“What is the shadow of Los Angeles?” Agnès Varda asks—and then answers—in her rarely screened 1981 self-proclaimed “Emotion Picture” Documenteur . Running just over an hour, this one is short and bittersweet; perhaps her most melancholy but by no means heavy-handed, the somber tone offset by her signature concoction of curiosity, sensuality, and love. The film follows a freshly transplanted and newly single French mother and son who struggle to find a home under the gloomy skies of a less-than-glamorous, almost anti-Los Angeles. But beyond the simple premise of the tragic-heroic single mother and her fatherless child, Documenteur is a quiet exploration of solitude, tenderly depicting the process of learning how to be alone.
Varda embraces the feeling of aloneness fully and non-judgmentally, and the result is satisfying not because it is dramatic—quite the opposite, in fact—but because it is honest. Nowhere in the film is this more apparent than when its fictional protagonist records a voiceover narration which, on rewind, sounds suspiciously unlike herself; it is Varda whose voice we hear on playback, calmly asserting “—art imitates life, or life imitates art” for anyone alert enough to catch it. This is an important clue into the meaning of the film: Documenteur is a film told from a personal albeit coded perspective, personal enough for Varda to insert herself directly into the film in this way and more, coded enough for anyone who isn’t familiar with her cinematic sleight of hand to miss it completely. As with all of her titles, the word “Documenteur” itself is a pun to be decrypted (“menteur” means “liar” in French). And while not required for comprehension of the plot, the fact that Varda herself was a French mother who had then recently separated from her husband—and cast her own real-life son in the role of the fictional one—certainly enhances one’s appreciation for the candor and clarity with which this story is told.

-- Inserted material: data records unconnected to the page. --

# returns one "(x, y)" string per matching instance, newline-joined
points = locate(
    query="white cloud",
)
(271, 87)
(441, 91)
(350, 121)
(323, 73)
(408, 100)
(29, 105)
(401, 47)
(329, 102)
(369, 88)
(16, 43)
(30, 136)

I recently had the heart-stopping honor of interviewing Varda; one of the things she reiterated was the importance of “going against the cliché.” This is an ongoing theme in all of her work, but especially apparent in the films shot in California in the early 1980’s. For Varda, confronting cliché “pushes us to be deeper in what we feel,” or asks the viewer to reconsider the relationship between reality and fiction; between illusion and disillusion; perception and representation.